“If this is the case then I would have expected Phoenix Life to raise this with me and this would have been very helpful in the industry fight against pensions liberation. I could have stopped this falsification further if it is going on.
“Instead they just refused to acknowledge my request to give my client advice.”
When FTAdviser informed Phoenix Life that Mr Bell disagrees with their claim, a spokesman for the life company said: “As I mentioned before, we reviewed this case and it raised a number of concerns regarding fraud.
“The FCA itself flags that even if a company is registered as an IFA firm, or is not listed on their watch list for fraud, this does not mean there is no risk of a scam.
“We have made Mr Bell aware through communications to him that we had concerns about this issue and he has not asked for the explicit reasons behind this.
“We are happy to explain this to him if he contacts us directly but clearly this is a sensitive issue which we do not think is appropriate to discuss via a third party.”
Mr Bell made an official complaint about Phoenix Life to the FCA on the 28 October, which argued the firm was denying his client fundamental rights to take pensions advice from a qualified individual.
The FCA said in a response to his complaint: “As you’ll be aware, we do regulate Phoenix Life. So, I can assure you that I’ve passed your email to our relevant supervisory area that monitors the firm in question, for their consideration.

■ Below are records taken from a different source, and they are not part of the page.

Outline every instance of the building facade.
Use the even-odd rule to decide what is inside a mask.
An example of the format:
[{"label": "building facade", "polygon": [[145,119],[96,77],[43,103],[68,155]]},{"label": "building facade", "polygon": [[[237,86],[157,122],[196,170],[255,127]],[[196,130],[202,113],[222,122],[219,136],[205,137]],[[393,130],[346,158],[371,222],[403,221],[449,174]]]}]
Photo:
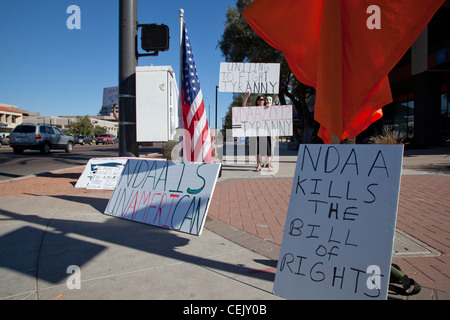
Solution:
[{"label": "building facade", "polygon": [[[45,123],[50,124],[60,129],[70,129],[72,122],[78,121],[80,116],[28,116],[24,117],[23,122],[27,123]],[[94,127],[100,126],[106,128],[106,133],[111,133],[117,137],[119,124],[112,119],[102,119],[101,117],[88,116]]]},{"label": "building facade", "polygon": [[0,103],[0,132],[11,132],[23,122],[24,114],[28,115],[28,112],[13,105]]},{"label": "building facade", "polygon": [[[116,105],[116,113],[119,114],[119,106]],[[113,106],[102,106],[100,109],[100,112],[97,114],[97,116],[101,117],[112,117],[113,116]]]},{"label": "building facade", "polygon": [[[450,1],[389,73],[393,102],[374,124],[388,127],[417,146],[450,139]],[[372,128],[374,129],[374,128]],[[378,130],[379,131],[379,130]]]},{"label": "building facade", "polygon": [[[119,124],[112,116],[88,116],[94,127],[106,128],[107,133],[118,135]],[[77,121],[80,116],[41,116],[39,113],[30,113],[21,110],[17,106],[0,103],[0,134],[9,133],[22,123],[44,123],[56,126],[60,129],[70,129],[72,122]]]}]

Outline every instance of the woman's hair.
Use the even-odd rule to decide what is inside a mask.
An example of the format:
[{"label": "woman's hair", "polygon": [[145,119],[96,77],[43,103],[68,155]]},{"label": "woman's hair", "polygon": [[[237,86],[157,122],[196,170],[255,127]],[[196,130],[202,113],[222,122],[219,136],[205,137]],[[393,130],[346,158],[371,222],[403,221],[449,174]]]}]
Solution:
[{"label": "woman's hair", "polygon": [[258,105],[258,100],[260,100],[260,99],[264,101],[264,104],[266,103],[266,99],[264,98],[264,96],[257,96],[256,100],[255,100],[255,106]]}]

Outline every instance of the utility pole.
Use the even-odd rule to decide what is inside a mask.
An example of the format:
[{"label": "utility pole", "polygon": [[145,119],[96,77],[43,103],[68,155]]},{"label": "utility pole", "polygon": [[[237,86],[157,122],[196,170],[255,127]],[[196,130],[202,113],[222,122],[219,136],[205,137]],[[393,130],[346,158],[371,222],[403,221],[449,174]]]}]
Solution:
[{"label": "utility pole", "polygon": [[136,141],[137,0],[119,0],[119,156],[139,157]]},{"label": "utility pole", "polygon": [[219,86],[216,86],[216,130],[217,130],[217,91],[219,90]]}]

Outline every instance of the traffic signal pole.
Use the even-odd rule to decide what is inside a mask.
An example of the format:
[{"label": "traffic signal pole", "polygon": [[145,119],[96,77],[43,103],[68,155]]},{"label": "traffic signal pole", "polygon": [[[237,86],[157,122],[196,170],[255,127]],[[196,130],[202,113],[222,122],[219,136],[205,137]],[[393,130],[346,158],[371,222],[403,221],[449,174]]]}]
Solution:
[{"label": "traffic signal pole", "polygon": [[119,0],[119,156],[139,157],[136,141],[137,0]]}]

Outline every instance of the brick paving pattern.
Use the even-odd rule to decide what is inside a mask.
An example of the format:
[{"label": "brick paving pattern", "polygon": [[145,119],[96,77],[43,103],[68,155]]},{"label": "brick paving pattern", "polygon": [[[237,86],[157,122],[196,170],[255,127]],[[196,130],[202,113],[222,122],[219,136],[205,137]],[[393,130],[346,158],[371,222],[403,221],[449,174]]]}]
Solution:
[{"label": "brick paving pattern", "polygon": [[[226,180],[216,186],[209,215],[281,245],[292,178]],[[397,228],[439,256],[394,258],[422,287],[450,293],[450,177],[402,176]]]}]

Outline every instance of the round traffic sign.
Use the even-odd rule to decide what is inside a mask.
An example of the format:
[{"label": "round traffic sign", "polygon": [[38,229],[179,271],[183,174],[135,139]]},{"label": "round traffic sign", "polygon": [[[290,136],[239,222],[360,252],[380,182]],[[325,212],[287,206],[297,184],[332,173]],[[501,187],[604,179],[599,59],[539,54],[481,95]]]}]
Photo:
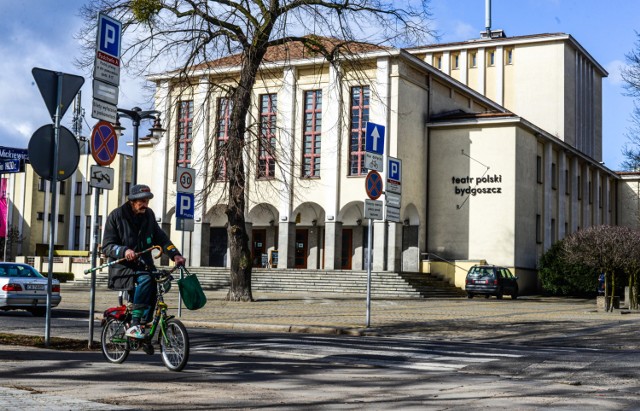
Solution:
[{"label": "round traffic sign", "polygon": [[178,178],[180,183],[180,188],[185,191],[191,190],[191,185],[193,184],[193,178],[191,178],[191,173],[188,171],[183,171]]},{"label": "round traffic sign", "polygon": [[108,166],[118,154],[118,135],[111,123],[99,121],[91,132],[91,155],[101,166]]},{"label": "round traffic sign", "polygon": [[369,171],[364,188],[367,190],[367,195],[370,199],[377,200],[382,195],[382,177],[380,177],[380,173],[375,170]]},{"label": "round traffic sign", "polygon": [[[27,152],[29,162],[37,175],[45,180],[52,180],[51,171],[53,169],[53,149],[54,149],[54,128],[53,124],[47,124],[33,133],[29,140]],[[56,180],[63,181],[71,177],[78,168],[80,161],[80,146],[71,131],[64,126],[60,126],[58,132],[58,170]]]}]

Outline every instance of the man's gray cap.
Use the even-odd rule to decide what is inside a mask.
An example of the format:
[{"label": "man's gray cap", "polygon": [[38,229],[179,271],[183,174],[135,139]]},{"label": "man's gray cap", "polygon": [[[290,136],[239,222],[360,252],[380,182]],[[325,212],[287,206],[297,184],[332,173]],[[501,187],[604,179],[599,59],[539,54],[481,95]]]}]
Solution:
[{"label": "man's gray cap", "polygon": [[149,186],[144,184],[136,184],[129,190],[129,200],[142,200],[144,198],[152,199],[153,194]]}]

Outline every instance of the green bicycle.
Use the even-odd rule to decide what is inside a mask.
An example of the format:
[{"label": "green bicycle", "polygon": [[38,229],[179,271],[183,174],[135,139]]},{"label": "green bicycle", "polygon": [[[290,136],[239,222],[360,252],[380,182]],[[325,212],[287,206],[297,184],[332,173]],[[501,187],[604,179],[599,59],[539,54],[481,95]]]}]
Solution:
[{"label": "green bicycle", "polygon": [[[175,268],[174,268],[175,270]],[[167,314],[168,306],[163,295],[169,291],[171,271],[160,271],[154,274],[158,297],[154,307],[154,317],[151,324],[147,324],[147,335],[144,339],[126,337],[129,328],[131,310],[128,305],[112,307],[104,312],[102,319],[102,354],[107,361],[114,364],[123,363],[131,351],[142,348],[147,354],[153,354],[153,341],[157,338],[162,354],[162,362],[171,371],[182,371],[189,360],[189,335],[187,329],[172,315]]]}]

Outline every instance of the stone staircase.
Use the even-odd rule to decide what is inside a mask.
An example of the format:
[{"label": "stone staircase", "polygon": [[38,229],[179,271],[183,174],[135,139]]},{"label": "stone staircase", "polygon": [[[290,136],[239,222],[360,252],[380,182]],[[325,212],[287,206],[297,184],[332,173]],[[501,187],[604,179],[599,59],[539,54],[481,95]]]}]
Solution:
[{"label": "stone staircase", "polygon": [[[192,267],[204,289],[229,288],[229,269],[217,267]],[[88,286],[91,277],[83,276],[74,285]],[[98,287],[106,287],[107,274],[96,276]],[[274,293],[357,294],[367,291],[366,271],[341,270],[269,270],[254,269],[251,278],[254,291]],[[454,298],[465,295],[463,290],[435,276],[423,273],[371,273],[371,295],[386,298]]]}]

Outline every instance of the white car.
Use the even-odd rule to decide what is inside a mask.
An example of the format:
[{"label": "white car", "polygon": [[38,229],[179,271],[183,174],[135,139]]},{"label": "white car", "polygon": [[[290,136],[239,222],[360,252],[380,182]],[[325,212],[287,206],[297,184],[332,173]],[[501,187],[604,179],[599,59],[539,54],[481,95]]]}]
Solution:
[{"label": "white car", "polygon": [[[60,282],[52,280],[51,307],[60,304]],[[47,312],[47,278],[20,263],[0,263],[0,310],[27,310],[37,317]]]}]

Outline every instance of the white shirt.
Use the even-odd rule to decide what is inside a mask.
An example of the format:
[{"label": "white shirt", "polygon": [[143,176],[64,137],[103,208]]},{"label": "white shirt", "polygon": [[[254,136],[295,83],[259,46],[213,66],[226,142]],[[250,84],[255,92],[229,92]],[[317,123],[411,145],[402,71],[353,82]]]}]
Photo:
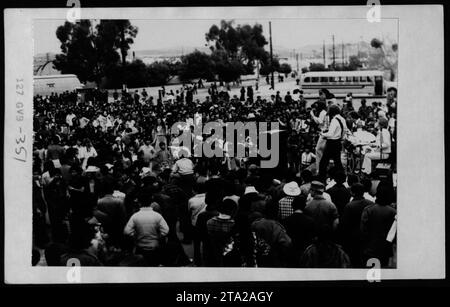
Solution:
[{"label": "white shirt", "polygon": [[381,130],[381,133],[378,132],[376,143],[379,146],[381,144],[382,146],[381,151],[383,153],[385,154],[391,153],[391,134],[389,133],[389,130],[383,128],[383,130]]},{"label": "white shirt", "polygon": [[192,226],[197,224],[197,218],[200,213],[205,211],[206,203],[205,203],[206,194],[197,194],[194,197],[190,198],[188,201],[189,212],[191,213],[191,223]]},{"label": "white shirt", "polygon": [[309,153],[302,153],[302,164],[311,164],[312,159],[315,158],[316,155],[313,154],[312,152]]},{"label": "white shirt", "polygon": [[172,171],[180,175],[189,175],[194,173],[194,163],[188,158],[181,158],[173,165]]},{"label": "white shirt", "polygon": [[73,126],[73,119],[76,117],[75,114],[71,113],[71,114],[67,114],[66,116],[66,123],[69,125],[69,127]]},{"label": "white shirt", "polygon": [[[342,131],[339,121],[341,122],[344,131]],[[340,115],[336,115],[330,122],[328,132],[323,133],[323,136],[328,140],[339,140],[345,135],[346,131],[347,125],[345,123],[345,119]]]},{"label": "white shirt", "polygon": [[327,111],[322,110],[319,113],[319,116],[315,116],[314,112],[311,111],[311,117],[314,120],[314,122],[319,125],[319,129],[323,130],[324,126],[325,126],[325,118],[327,116]]}]

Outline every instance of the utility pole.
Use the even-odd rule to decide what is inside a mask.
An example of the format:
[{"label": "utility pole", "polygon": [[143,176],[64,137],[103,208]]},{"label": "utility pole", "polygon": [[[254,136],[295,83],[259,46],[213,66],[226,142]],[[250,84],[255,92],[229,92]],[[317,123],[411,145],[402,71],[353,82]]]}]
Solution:
[{"label": "utility pole", "polygon": [[336,50],[334,48],[334,34],[333,34],[333,69],[336,68]]},{"label": "utility pole", "polygon": [[273,76],[273,47],[272,47],[272,22],[269,21],[269,37],[270,37],[270,70],[271,70],[271,78],[270,78],[270,86],[274,90],[275,89],[275,80]]},{"label": "utility pole", "polygon": [[298,53],[295,54],[295,60],[297,61],[297,73],[300,72],[299,66],[298,66]]},{"label": "utility pole", "polygon": [[323,56],[323,66],[327,68],[327,61],[325,60],[325,40],[323,41],[322,56]]},{"label": "utility pole", "polygon": [[345,57],[344,57],[344,41],[342,41],[342,66],[345,65]]}]

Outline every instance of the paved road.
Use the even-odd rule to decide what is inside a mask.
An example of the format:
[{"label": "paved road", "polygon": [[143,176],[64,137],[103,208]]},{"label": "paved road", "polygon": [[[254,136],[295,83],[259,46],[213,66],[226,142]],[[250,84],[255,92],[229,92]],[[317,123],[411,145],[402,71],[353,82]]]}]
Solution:
[{"label": "paved road", "polygon": [[[275,78],[277,79],[277,78]],[[253,86],[253,89],[255,89],[255,80],[249,80],[249,81],[243,81],[242,86]],[[199,89],[198,94],[194,96],[194,99],[199,99],[200,101],[205,100],[206,96],[209,96],[208,94],[208,88],[210,86],[210,83],[205,83],[205,88]],[[240,89],[241,86],[231,85],[231,95],[236,95],[237,97],[240,97]],[[166,85],[166,92],[172,90],[174,93],[176,90],[179,90],[181,88],[180,84],[175,85]],[[280,94],[282,97],[286,95],[286,93],[289,91],[292,94],[292,91],[298,86],[296,85],[294,78],[287,78],[284,82],[275,82],[275,90],[270,90],[270,86],[266,83],[266,80],[264,78],[260,78],[259,80],[259,90],[254,93],[254,97],[261,96],[263,99],[270,98],[270,95],[275,95],[277,91],[280,91]],[[130,92],[138,90],[139,93],[142,91],[143,88],[135,88],[135,89],[129,89]],[[158,91],[161,89],[161,86],[154,86],[154,87],[146,87],[145,90],[150,96],[153,96],[155,99],[158,97]],[[110,90],[110,98],[112,99],[112,93],[114,91]],[[317,98],[307,98],[307,106],[309,106],[311,103],[313,103]],[[370,105],[374,101],[381,101],[385,102],[386,98],[366,98],[367,105]],[[355,97],[353,99],[353,107],[355,109],[358,109],[361,105],[361,98]]]}]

“I’m unable to comment specifically about how we may use the information you’ve kindly given us, as we’re prevented from doing so by confidentiality restrictions under section 348 of the Financial Services and Markets Act 2000 (FSMA).
“I can assure you that your information will be carefully considered before any appropriate decision is taken.”
Mr Bell has been an independent financial adviser since 2008.
Prior to that he worked in Standard Life’s consultant actuary division for five years and prior to that Barclays Corporate Pensions for three years.